# How to hollow out a box lid??



## StreamDreamer (Jul 10, 2012)

Hey everyone. Obviously, new guy here.

I'm really wanting to attempt to make a fly box. I get how to use a template and plunge router to trace out the "hollowed" out portions, but I cannot for the life of me figure out how to hollow out the rest without cutting all the way through the lid or bottom! Been on the web for 4 hours now, and can't find anything!

HELP PLEASE!

Thanks!


----------



## JR45 (Jan 26, 2012)

You need to fix a guide bush to your router that will follow the template you have created. If you gradually increase the depth of cut you will achieve your designed depth and not go through the base of your box. 
Jim


----------



## StreamDreamer (Jul 10, 2012)

I get that part… I just mean hollowing out the rest of the surface. For example.. if i'm wanting to make a 5" x 3" box.. and i plunge out 1/4" deep, and trace out the square shape inside the lid, the is still a lot of surface left inside the lid that would mash down the flies on the bottom of the box. My question is, how or what kind of tool do I use to get rid of the rest of the center surface?

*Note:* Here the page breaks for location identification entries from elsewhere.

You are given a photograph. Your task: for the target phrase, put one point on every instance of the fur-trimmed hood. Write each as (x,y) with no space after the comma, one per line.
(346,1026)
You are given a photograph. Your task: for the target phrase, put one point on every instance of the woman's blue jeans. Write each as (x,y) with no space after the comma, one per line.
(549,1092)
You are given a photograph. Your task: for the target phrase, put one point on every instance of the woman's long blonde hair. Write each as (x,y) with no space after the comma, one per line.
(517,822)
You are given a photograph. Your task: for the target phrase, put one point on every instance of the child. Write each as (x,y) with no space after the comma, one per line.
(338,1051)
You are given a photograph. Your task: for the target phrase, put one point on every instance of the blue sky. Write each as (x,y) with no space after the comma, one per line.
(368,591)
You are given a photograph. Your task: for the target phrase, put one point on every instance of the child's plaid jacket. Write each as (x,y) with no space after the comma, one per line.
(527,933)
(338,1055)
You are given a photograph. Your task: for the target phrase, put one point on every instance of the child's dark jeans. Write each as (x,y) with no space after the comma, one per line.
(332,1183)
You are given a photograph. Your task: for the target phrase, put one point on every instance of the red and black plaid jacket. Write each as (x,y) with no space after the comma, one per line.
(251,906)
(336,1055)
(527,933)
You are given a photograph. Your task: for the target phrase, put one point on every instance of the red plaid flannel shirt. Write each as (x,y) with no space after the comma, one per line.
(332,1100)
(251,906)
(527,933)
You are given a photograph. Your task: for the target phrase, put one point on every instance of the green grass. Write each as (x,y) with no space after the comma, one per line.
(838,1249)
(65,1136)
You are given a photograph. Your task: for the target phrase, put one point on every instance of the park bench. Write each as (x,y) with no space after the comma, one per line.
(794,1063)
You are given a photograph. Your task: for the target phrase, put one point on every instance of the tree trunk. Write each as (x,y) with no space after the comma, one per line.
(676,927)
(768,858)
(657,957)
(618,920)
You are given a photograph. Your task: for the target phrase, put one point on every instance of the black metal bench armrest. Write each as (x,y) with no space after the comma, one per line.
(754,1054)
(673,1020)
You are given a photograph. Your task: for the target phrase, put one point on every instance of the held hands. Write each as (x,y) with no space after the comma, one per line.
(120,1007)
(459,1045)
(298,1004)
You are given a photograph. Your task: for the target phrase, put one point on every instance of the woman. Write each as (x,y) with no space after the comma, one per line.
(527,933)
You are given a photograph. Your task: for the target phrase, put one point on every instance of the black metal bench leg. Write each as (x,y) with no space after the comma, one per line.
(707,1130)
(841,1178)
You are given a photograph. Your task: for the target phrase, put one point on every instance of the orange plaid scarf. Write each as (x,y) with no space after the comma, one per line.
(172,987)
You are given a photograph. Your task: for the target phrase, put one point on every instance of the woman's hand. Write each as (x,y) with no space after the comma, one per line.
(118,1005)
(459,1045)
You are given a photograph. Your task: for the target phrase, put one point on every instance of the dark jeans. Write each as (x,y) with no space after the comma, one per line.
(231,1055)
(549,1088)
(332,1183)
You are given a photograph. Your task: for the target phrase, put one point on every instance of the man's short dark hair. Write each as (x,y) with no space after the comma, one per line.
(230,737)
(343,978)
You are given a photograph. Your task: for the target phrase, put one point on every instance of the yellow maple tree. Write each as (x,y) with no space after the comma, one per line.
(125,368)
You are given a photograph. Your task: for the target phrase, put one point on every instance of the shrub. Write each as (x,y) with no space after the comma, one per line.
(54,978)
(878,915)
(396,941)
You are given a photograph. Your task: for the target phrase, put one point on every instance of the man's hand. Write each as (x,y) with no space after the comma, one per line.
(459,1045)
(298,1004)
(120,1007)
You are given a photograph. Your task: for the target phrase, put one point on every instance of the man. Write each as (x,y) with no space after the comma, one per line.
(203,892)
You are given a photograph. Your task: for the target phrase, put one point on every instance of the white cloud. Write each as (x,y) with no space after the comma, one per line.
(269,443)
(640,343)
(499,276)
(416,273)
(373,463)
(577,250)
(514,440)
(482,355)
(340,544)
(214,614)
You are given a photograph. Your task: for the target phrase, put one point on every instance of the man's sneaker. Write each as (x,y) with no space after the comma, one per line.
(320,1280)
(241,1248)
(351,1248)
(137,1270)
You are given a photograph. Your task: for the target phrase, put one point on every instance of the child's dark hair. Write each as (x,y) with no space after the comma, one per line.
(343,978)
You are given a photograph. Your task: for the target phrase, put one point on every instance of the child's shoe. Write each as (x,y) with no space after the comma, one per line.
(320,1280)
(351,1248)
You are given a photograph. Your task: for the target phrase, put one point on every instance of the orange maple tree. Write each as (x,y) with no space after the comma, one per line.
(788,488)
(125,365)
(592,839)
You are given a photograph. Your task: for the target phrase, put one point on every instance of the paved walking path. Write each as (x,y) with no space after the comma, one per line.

Hope that makes sense.. like I said, newbie. Don't know sh**


----------



## rance (Sep 30, 2009)

Start in the middle and go round(in a spiral-ish fashion) and round till you get to the edge of the template. This way you have one large pocket, rather than a moat. Am I understanding your question?


----------



## mojapitt (Dec 31, 2011)

Rance I believe is correct.


----------



## Roger Clark aka Rex (Dec 30, 2008)

Rance shows you the right way, all you have to make sure is that your router base plate is bigger than the pocket area you need to route out. Basically the middle of the pocket can be dome "freehand" if the router base is big enough.


----------



## Roger Clark aka Rex (Dec 30, 2008)

Oh, listen to what JR45 says about cutting in small depths until you reach the desired depth. Do not expect to route everything out at full depth.


----------



## Tennessee (Jul 8, 2011)

My guitars feature a Tonal Chamber that is sometimes almost 12" across, and 8-9 inches wide. I start in the MIDDLE with a plunge router and work my way out, so my base is always on the outside edge. I would do any kind of box this way also, even if I had a bushing setup that would hit a template around the edge


----------



## Loren (May 30, 2008)

You can build a larger sub-base for the router and use a bearing-guided
dado clean out bit. Nail or tape your template to the work. The template
has to be thick enough that the bearing on the bit shank engages
the template even before plunging into the work. The larger sub-base
allows you to just move the router around in whatever pattern you
like until the waste is removed.

You can also make the template so it is defines the outer limit
of travel of the router sub-base… a square board with a square
hole in the middle and simple scrap fences on all four outside
edges. You can use a standard straight bit this way.


----------



## StreamDreamer (Jul 10, 2012)

Awesome guys. Thanks a bunch. The only thing I could think of was to use the router and cut in strips until it was all gone. Didnt know if I should use a forstner bit or what.

That helps a ton! Thank you all!!


----------



## JR45 (Jan 26, 2012)

Show us the finished product!
Jim


----------